E. 3.4 La Cour observe ce qui suit: La rhumatologue traitante ne semble pas mettre en avant d'élément relatif à la spondylarthrite qui serait nouveau et n'aurait pas été apprécié par l'expert en 2021. S'agissant du syndrome douloureux généralisé, l'expert avait fait état déjà d'un syndrome douloureux chronique (cf. expertise, p. 16), soit d'un syndrome polyinsertionnel douloureux récurrent fibromyalgiforme, avec diminution du seuil de déclenchement à la douleur, non mentionné dans le dossier, mais retenu par lui. Syndrome sans effet sur la capacité de travail selon l'expert, ce qui est au reste conforme à la jurisprudence en la matière. Ces éléments ne rendent pas plausible une éventuelle modification déterminante de l'état de santé avec effet sur l'incapacité de travail et de gain. Cela étant, on rappellera que l'expert-rhumatologue avait considéré que les lombalgies étaient sans signe radiculaire irritatif ou déficitaire, ni inflammatoire. Et on relèvera que le SMR ne s'est pas prononcé plus avant sur le canal spinal étroit (sténose) en L4-L5 (et sur ses effets éventuels) que diagnostique la rhumatologue traitante ensuite d'une IRM de juin 2024. Il est dit de grade C, soit une

Tribunal cantonal TC Page 6 de 7 sténose sévère (les racines ne sont plus reconnaissables et il n'y a plus de liquide cérébrospinal [LCS] visible autour d'elles, mais la graisse épidurale reste présente; grade ultime: D). Or, il ressort du rapport d'IRM lombaire du 14 mars 2019 (cf. dos. OAI 103) qu'alors, le diamètre du canal lombaire était conservé en L1-L2, L2-L3 et L3-L4, et que, s'agissant spécifiquement du niveau L4-L5, bien que légèrement secondairement rétréci, il restait de grade A (sténose mineure, avec un LCS visible et des racines nerveuses bien distinctes). Le SMR n'a rien dit non plus des limitations fonctionnelles posées par la Dre B.________, qui ne sont pas celles retenues dans l'expertise et qui sont plus importantes. Il appert ainsi que cette sténose constitue un élément nouveau induisant, selon la rhumatologue traitante, en corrélation avec d'autres atteintes alléguées, des limitations fonctionnelles particulières et, selon elle, une incapacité de travail tant dans l'activité habituelle que dans une adaptée. Il faut dès lors retenir, dans les circonstances du cas d'espèce et au vu du dossier, que l'assurée a rendu plausible une aggravation pertinente de son état de santé. Cela justifie l'admission du recours et l'annulation de la décision attaquée. Le dossier doit être renvoyé à l'OAI afin qu'il entre en matière sur la nouvelle demande, mette cas échéant en œuvre toute mesure d'instruction utile. Il rendra ensuite une nouvelle décision.

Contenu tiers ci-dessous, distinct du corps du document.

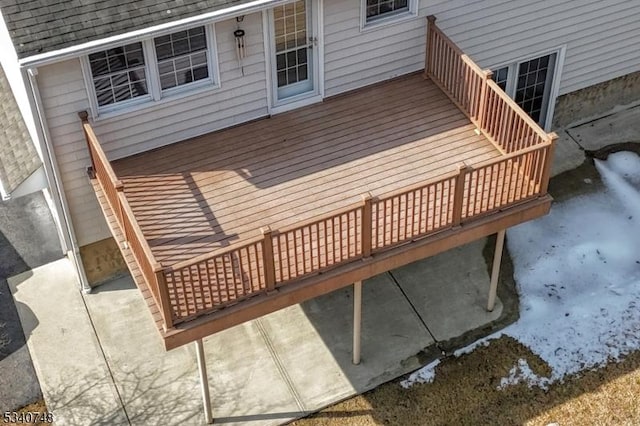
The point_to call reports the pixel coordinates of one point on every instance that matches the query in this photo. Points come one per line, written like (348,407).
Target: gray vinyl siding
(355,58)
(239,99)
(600,36)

E. 4.1 Les frais de procédure, fixés à CHF 400.-, seront mis à la charge de l'autorité intimée, qui succombe. Partant, l'avance de frais de CHF 400.- de la recourante lui sera intégralement restituée. Des dépens ne seront pas octroyés à la recourante non représentée par un avocat. (dispositif en page suivante)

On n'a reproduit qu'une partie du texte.